Yes but this has been our view and it has never change. People thought it was because we were selling foreign software. People also don’t know that unlike many companies, we do build quite a lot of software but we have known the whole stack and we have stated it clearly: we are not going to be a product company because we didn’t think that was a sustainable business model. Today, we have something going on for microfinance banks. We have built and enhanced the software but you wouldn’t see it on the shelf to be bought because we are offering it as a service the same way you use Facebook and between now and the end of the year we are going to launch other initiatives similar to that platform.

 

We have done extension to Finacle that has extended to the Finacle core.

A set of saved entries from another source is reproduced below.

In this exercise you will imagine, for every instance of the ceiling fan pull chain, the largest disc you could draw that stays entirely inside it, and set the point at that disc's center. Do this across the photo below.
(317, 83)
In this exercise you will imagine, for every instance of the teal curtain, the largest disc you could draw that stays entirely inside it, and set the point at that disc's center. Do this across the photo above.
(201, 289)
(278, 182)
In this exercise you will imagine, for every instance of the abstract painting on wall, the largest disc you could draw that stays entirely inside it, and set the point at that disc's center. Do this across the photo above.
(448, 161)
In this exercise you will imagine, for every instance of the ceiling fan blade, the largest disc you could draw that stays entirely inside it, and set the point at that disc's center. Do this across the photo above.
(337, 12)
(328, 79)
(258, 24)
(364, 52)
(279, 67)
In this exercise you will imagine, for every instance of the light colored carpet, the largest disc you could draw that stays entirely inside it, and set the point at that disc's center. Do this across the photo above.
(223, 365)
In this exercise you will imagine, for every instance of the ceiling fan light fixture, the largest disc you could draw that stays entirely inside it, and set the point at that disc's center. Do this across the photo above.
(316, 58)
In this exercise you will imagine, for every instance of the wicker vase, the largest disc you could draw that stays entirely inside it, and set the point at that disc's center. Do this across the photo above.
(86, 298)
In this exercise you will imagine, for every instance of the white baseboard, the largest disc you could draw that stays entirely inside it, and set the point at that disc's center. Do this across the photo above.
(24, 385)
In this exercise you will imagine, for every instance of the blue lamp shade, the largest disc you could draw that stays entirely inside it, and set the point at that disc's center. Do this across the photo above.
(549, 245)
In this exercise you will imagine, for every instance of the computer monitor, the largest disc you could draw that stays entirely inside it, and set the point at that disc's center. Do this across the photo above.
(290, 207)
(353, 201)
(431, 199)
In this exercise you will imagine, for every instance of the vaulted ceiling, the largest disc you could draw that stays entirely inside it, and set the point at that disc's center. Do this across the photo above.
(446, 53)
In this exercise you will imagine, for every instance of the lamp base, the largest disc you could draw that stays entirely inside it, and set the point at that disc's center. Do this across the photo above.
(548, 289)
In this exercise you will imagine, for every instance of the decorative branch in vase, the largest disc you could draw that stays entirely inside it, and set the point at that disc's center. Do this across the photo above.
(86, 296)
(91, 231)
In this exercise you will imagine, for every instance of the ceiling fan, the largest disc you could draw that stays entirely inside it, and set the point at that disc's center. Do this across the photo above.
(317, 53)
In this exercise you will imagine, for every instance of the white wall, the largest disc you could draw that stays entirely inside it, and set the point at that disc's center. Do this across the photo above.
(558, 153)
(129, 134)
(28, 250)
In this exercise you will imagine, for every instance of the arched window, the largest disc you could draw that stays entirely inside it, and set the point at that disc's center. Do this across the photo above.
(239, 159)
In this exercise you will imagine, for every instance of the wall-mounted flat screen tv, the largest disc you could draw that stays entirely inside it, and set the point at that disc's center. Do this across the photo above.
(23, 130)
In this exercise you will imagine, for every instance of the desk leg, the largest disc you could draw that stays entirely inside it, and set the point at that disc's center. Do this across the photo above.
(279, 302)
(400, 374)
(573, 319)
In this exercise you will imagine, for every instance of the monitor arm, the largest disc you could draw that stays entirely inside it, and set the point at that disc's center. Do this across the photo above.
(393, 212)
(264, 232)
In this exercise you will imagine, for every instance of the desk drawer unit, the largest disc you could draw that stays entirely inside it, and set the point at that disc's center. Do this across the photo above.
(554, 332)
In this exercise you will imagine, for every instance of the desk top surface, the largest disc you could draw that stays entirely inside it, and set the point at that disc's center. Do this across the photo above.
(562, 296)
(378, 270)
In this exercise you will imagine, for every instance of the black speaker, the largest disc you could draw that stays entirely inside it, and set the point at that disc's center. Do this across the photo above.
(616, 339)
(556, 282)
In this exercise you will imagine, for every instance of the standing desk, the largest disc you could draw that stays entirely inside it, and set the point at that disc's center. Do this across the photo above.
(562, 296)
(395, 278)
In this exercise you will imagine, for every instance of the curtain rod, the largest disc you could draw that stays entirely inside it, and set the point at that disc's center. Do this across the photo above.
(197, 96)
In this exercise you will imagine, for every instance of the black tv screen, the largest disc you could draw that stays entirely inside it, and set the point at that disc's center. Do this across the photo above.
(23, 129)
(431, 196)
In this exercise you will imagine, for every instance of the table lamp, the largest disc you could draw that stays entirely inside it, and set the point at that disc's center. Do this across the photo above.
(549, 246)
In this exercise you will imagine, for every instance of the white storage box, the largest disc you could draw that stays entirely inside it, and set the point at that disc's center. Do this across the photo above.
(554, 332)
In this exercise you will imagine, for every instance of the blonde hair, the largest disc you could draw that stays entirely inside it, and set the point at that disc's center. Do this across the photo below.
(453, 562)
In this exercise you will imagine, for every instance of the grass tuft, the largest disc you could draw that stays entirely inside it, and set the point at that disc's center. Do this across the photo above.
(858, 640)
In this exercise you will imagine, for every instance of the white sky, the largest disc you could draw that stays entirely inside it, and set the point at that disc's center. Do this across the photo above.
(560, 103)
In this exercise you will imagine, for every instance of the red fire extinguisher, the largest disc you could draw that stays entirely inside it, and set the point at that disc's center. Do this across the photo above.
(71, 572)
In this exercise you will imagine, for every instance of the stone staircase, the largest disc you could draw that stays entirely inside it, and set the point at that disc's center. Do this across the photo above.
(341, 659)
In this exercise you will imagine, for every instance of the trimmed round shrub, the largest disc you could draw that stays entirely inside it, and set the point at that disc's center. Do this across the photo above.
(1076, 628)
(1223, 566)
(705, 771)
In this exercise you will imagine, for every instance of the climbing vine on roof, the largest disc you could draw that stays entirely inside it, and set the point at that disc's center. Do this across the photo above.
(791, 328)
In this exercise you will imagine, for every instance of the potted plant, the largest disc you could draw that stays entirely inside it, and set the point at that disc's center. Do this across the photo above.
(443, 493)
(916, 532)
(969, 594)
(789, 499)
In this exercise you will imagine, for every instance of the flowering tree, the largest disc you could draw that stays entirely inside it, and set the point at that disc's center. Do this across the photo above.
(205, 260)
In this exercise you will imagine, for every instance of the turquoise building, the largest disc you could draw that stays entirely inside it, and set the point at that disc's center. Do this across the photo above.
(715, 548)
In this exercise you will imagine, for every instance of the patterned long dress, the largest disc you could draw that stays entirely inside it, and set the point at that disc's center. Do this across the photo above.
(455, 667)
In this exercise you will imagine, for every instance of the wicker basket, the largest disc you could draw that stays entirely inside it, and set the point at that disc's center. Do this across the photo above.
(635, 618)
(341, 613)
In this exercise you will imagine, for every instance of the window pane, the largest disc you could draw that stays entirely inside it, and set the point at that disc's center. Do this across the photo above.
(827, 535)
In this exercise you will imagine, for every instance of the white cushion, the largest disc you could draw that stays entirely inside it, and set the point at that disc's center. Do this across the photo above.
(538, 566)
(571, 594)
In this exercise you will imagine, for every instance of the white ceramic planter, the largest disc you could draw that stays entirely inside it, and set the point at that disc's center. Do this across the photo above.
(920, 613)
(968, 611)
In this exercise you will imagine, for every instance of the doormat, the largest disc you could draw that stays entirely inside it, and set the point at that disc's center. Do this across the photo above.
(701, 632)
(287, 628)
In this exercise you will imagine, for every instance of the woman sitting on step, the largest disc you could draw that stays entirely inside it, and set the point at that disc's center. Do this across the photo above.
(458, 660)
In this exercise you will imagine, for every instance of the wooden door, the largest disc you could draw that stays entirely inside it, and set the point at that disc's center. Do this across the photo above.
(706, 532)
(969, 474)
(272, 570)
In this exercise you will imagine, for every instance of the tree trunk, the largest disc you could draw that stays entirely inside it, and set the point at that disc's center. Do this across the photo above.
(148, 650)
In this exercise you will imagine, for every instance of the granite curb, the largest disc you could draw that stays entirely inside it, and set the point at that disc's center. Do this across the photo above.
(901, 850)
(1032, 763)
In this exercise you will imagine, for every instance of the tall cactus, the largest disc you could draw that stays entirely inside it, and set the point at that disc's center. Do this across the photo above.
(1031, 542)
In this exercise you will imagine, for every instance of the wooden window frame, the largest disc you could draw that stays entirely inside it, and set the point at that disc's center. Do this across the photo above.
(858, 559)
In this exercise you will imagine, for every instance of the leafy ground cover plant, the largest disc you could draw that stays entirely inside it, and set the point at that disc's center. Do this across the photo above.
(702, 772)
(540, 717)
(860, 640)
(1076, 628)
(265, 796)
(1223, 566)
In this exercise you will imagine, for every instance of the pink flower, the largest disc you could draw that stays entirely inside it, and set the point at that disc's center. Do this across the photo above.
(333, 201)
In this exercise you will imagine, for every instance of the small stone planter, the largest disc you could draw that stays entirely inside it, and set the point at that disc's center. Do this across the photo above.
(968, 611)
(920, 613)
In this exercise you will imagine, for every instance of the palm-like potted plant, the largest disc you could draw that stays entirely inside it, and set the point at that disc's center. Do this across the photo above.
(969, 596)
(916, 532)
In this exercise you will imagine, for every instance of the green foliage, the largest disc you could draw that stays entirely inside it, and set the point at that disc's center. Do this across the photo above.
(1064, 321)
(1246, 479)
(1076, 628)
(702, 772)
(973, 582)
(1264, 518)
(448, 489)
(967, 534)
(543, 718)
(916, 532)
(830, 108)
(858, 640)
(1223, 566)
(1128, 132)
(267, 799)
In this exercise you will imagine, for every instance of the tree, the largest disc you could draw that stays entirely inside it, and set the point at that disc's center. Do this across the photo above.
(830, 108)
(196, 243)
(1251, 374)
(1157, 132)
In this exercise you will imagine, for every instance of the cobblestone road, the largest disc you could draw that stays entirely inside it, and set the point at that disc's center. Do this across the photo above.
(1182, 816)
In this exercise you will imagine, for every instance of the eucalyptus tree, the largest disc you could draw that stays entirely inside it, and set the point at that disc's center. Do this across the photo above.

We have helped to Infosys solve problems in Finacle outside Nigeria which even their people were struggling to solve. I think it would have been very difficult for Finacle to be successful in Nigeria if we were not willing to make the investment we made, stay behind it the way we stood behind it, definitely there would have been an ExpertEdge without Finacle.

[Banking] will go from being transactional to actually being advisory that is where I see things going and I am sure we will be part of it.